When you get a new tenant entering into a lease in a commercial or retail property you are starting a business relationship for the long term.  At the centre of the business relationship you have the lease and that document holds the tenant and the landlord to particular actions and relationships for a number of years.  It directly follows that the lease created for a property and any new tenant should be well considered to match the property type and the targets of the landlord.

Let’s say you have just established a lease negotiation with a new tenant, and occupancy starts soon.  Here are some of the bigger issues to be concerned with as the tenant transitions into the new occupancy.
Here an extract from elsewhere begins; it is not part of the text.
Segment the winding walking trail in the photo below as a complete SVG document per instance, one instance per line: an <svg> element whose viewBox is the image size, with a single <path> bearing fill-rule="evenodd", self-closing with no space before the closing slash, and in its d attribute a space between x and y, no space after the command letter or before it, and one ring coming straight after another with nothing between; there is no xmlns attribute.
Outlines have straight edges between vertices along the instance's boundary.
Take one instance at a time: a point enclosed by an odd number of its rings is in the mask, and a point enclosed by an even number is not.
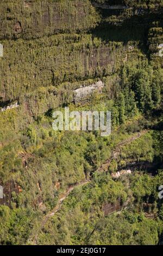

  1. Any landlord that is serious about property leasing should take the time to get a standard lease created for their occupancy and leasing requirements.  That ‘standard lease’ can match the investment targets and standards required.   Issues to focus on would include rent payments, rental types, outgoings recoveries, lease term and option (if any), and insurances or risk.  A good solicitor acting on behalf of the landlord should help with these things but the agent is the catalyst to get things sorted out.
  2. Access to the property should only be given when all lease obligations, signing, and payments have occurred.  Don’t give over the keys to the property until you know that all outstanding matters have been correctly completed.  Many a tenant has taken the keys to the premises before the lease is signed and then slowed the lease signing process asking for alternative occupancy terms and conditions.
  3. Fitout construction and approvals should be correctly considered based on the building codes, floor plates, property improvements, the landlord’s requirements, and the approval processes.  The tenant should be providing plans and drawings to support fitout design and construction before the fitout approval is given.
  4. The permitted use for the premises will match the property zoning, and the planning regulations.  With some tenants other issues also come into play such as health regulations.  Make sure you have the approvals to match the permitted use of the lease.
  5. Bonds or Guarantees protect the landlord when the tenant defaults.  The level of protection that you seek should be substantial and cover the landlord for losses associated with the tenant breaching the lease in any way.  It follows that the lease should have default provisions that protect the landlord in a timely way given the prevailing property laws locally.

From all of these things it is easy to see that the property owner in any lease relationship has a few very important things to cover in leasing premises.  When the lease document is correctly created, all parties know exactly what their obligations are for the long term.